Hybrid towed+node surveys, involving the deployment of an OBN array either during towed-streamer acquisition or afterward, can provide additional subsurface information essential for understanding highly complex areas.

Because the source vessel is decoupled from OBN receivers, the maximum offsets recorded can be as large as logistically reasonable and as large as the signal-to-noise (SNR) of recorded diving wave events allow.
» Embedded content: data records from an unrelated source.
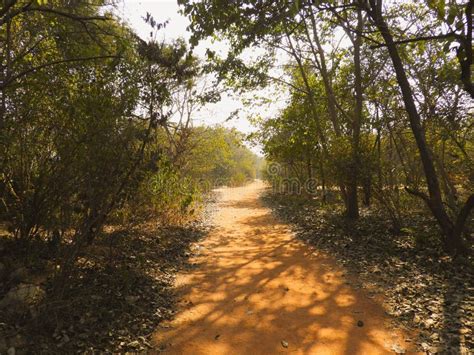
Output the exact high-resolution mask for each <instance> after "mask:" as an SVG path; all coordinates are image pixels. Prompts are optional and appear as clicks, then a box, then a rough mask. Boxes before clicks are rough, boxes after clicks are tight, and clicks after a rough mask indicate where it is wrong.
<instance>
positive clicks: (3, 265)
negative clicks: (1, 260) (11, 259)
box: [0, 263, 7, 281]
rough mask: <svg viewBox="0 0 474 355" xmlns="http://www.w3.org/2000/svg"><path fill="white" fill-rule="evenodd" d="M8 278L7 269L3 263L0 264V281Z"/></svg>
mask: <svg viewBox="0 0 474 355" xmlns="http://www.w3.org/2000/svg"><path fill="white" fill-rule="evenodd" d="M6 276H7V270H6V267H5V265H4V264H3V263H0V281H2V280H3V279H5V277H6Z"/></svg>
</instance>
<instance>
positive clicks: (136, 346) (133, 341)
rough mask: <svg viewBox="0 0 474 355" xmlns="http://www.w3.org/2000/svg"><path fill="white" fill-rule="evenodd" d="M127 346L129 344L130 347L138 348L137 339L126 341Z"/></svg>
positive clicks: (137, 341)
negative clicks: (131, 341) (126, 342)
mask: <svg viewBox="0 0 474 355" xmlns="http://www.w3.org/2000/svg"><path fill="white" fill-rule="evenodd" d="M128 346H130V347H131V348H139V347H140V343H139V342H138V340H134V341H132V342H130V343H128Z"/></svg>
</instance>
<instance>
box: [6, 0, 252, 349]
mask: <svg viewBox="0 0 474 355" xmlns="http://www.w3.org/2000/svg"><path fill="white" fill-rule="evenodd" d="M114 13H115V12H114V7H113V6H111V5H110V4H109V2H107V1H102V0H97V1H95V0H94V1H87V2H83V1H72V2H71V1H39V0H38V1H3V2H2V3H1V7H0V26H1V27H0V38H1V42H0V45H1V52H0V53H1V54H0V61H1V70H0V92H1V102H0V227H1V233H0V234H1V235H2V236H3V237H2V238H1V240H0V245H1V248H0V255H1V259H0V294H1V297H0V298H1V299H2V303H1V308H2V311H1V314H2V316H1V317H0V318H1V319H0V321H1V322H6V323H5V324H13V325H15V324H16V326H20V325H19V323H18V322H20V323H21V327H23V326H25V325H31V324H32V323H31V320H32V319H36V325H37V326H40V327H43V329H42V330H45V331H49V332H50V334H52V333H53V331H54V330H55V329H56V330H58V328H57V327H59V326H60V323H61V322H62V323H64V322H65V320H64V319H63V320H60V319H58V318H60V317H59V316H57V317H50V315H51V314H55V312H63V313H62V314H63V315H64V312H65V313H67V312H70V314H73V313H74V312H73V310H72V309H71V308H69V306H67V307H66V309H64V305H65V304H66V305H67V304H68V297H72V296H73V295H72V294H71V293H70V292H69V293H68V290H70V288H71V285H76V286H77V280H78V278H82V277H84V273H82V274H81V272H79V271H78V269H81V267H83V266H84V263H85V261H84V260H85V259H84V258H86V259H87V258H89V257H92V255H93V254H94V252H93V251H91V250H93V249H91V246H93V245H101V244H104V243H105V240H109V241H110V239H108V235H109V234H110V233H108V232H107V231H109V232H110V230H118V229H120V228H121V227H125V226H131V225H136V224H137V223H147V222H153V225H156V222H158V224H159V225H175V226H176V225H185V223H187V222H189V221H192V220H193V219H196V218H199V212H200V210H201V206H202V203H203V200H204V199H205V198H206V196H208V194H209V193H210V192H211V190H212V189H213V188H214V187H216V186H219V185H224V184H227V185H242V184H244V183H246V182H247V181H248V180H251V179H253V178H254V177H255V174H256V156H255V155H254V154H253V153H251V152H250V151H249V149H247V148H246V147H245V146H244V145H243V136H242V134H240V133H239V132H237V131H235V130H230V129H226V128H223V127H218V126H216V127H204V126H194V125H193V117H194V115H195V114H196V112H197V111H198V110H199V109H200V108H201V107H202V106H203V105H205V104H206V103H208V102H215V101H216V100H217V99H218V97H219V92H218V87H217V86H214V85H213V86H212V87H211V86H206V85H205V84H204V83H206V82H209V80H205V76H206V75H207V74H206V73H205V72H204V71H203V66H202V64H201V63H200V61H199V59H198V58H197V57H195V56H194V55H193V54H192V53H191V51H190V50H189V49H188V46H187V44H186V43H185V42H184V41H183V40H177V41H174V42H169V43H163V42H160V41H158V40H156V39H155V38H156V36H155V33H156V32H158V31H160V30H162V29H163V26H164V25H163V24H159V23H157V22H156V21H155V20H154V19H153V17H151V16H150V15H148V17H147V18H146V19H145V20H146V22H147V23H148V24H149V26H150V31H151V32H152V35H151V37H150V38H149V39H147V40H144V39H142V38H139V37H138V36H137V35H136V34H135V33H134V32H133V30H132V29H131V28H129V27H128V26H127V25H126V24H124V23H122V21H121V20H120V19H119V18H117V17H116V16H115V15H114ZM123 238H128V237H127V236H123ZM174 238H175V239H177V240H175V243H176V245H180V244H181V242H180V241H179V238H181V239H183V240H186V237H182V236H181V237H180V236H179V234H178V235H176V236H175V237H174ZM132 239H133V238H132V237H130V240H132ZM188 239H189V238H188ZM113 240H115V242H114V243H113V244H117V243H123V240H122V239H121V238H118V239H117V238H115V239H113ZM107 243H109V242H106V244H107ZM111 245H112V244H111ZM183 248H184V247H183ZM156 250H158V249H156ZM170 257H171V254H170ZM87 262H88V263H90V262H91V261H90V260H89V261H87ZM96 265H97V266H96V269H95V270H96V272H98V273H100V272H103V270H102V269H101V266H100V263H97V264H96ZM89 266H90V264H89ZM92 270H94V268H92ZM101 270H102V271H101ZM88 272H90V270H89V271H88ZM31 274H35V275H37V274H42V275H46V278H47V281H46V283H42V286H37V283H35V282H33V281H32V275H31ZM15 275H16V276H15ZM86 276H87V275H86ZM124 283H126V281H124ZM44 287H46V290H45V289H44ZM84 287H86V285H84ZM121 287H122V288H123V287H124V285H121ZM79 290H80V287H79V288H77V287H76V289H75V291H76V293H79V294H80V291H79ZM45 292H46V293H47V300H48V302H47V304H44V305H43V306H42V308H41V312H40V313H41V314H40V315H39V316H38V317H39V318H38V317H36V316H37V315H33V314H29V315H28V312H27V313H26V314H25V313H24V312H23V311H22V310H21V309H20V310H18V309H14V308H15V307H14V306H18V305H19V304H22V305H24V304H23V303H35V302H36V301H37V300H35V299H43V296H44V293H45ZM19 301H25V302H19ZM71 304H72V303H71ZM58 305H60V306H61V307H59V306H58ZM20 308H21V307H20ZM7 310H9V311H8V312H7ZM17 311H18V312H19V313H18V312H17ZM50 312H53V313H50ZM18 314H22V317H19V316H18ZM41 315H42V316H43V318H45V319H44V321H46V323H42V321H38V319H41V317H42V316H41ZM12 322H13V323H12ZM12 334H15V332H13V333H12ZM1 338H2V342H3V343H2V344H0V345H2V346H1V348H0V353H3V352H5V351H6V349H5V348H4V347H5V343H4V339H5V338H4V336H3V335H2V336H1ZM12 342H13V340H12V341H11V342H10V345H12V344H13V343H14V342H13V343H12ZM13 347H14V346H13ZM44 351H47V350H44Z"/></svg>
The OBN spacing is typically not dense enough to enable standalone OBN imaging.

Simultaneous Node and Streamer Acquisition

A project for Lundin Energy Norway (and partners in PL1083) in the Barents Sea in 2021 involved an innovative solution, with an ultra-wide Hexa-source configuration towed behind the Sanco Swift on top of a massive, high-density 3D GeoStreamer spread towed by the Ramform Hyperion, and a unique simultaneous node deployment.

The survey area covered 3 812 sq. km in a source-over-streamer operation. The GeoStreamer spread, towed behind the Ramform Hyperion (image below), comprised 18 streamers with 75-meter separation, each 8025 m in length – setting a world record for the quantity of towed streamers, 144.45 km. The Sanco Swift’s ultra-wide hexa-source (see image below) was also a record-breaker, at 437.5 m, this is the widest source spread ever towed.

Ramform Hyperion towing an 18 x 75 m x 8 025 m GeoStreamer spread.

A substantial portion of the survey area was also covered with a sparse grid of approximately 1 000 ocean bottom nodes, the first survey to use automated free-dropped nodes. To deploy the nodes onto the seabed, PGS designed a conveyor belt system installed on a support vessel, which provided greater efficiency and lower HSE exposure than other node deployment solutions. The nodes were safely retrieved from the seafloor using an ROV, with 100% node recovery.

Sanco Swift towing a 437.5- meter -wide-tow hexa-source.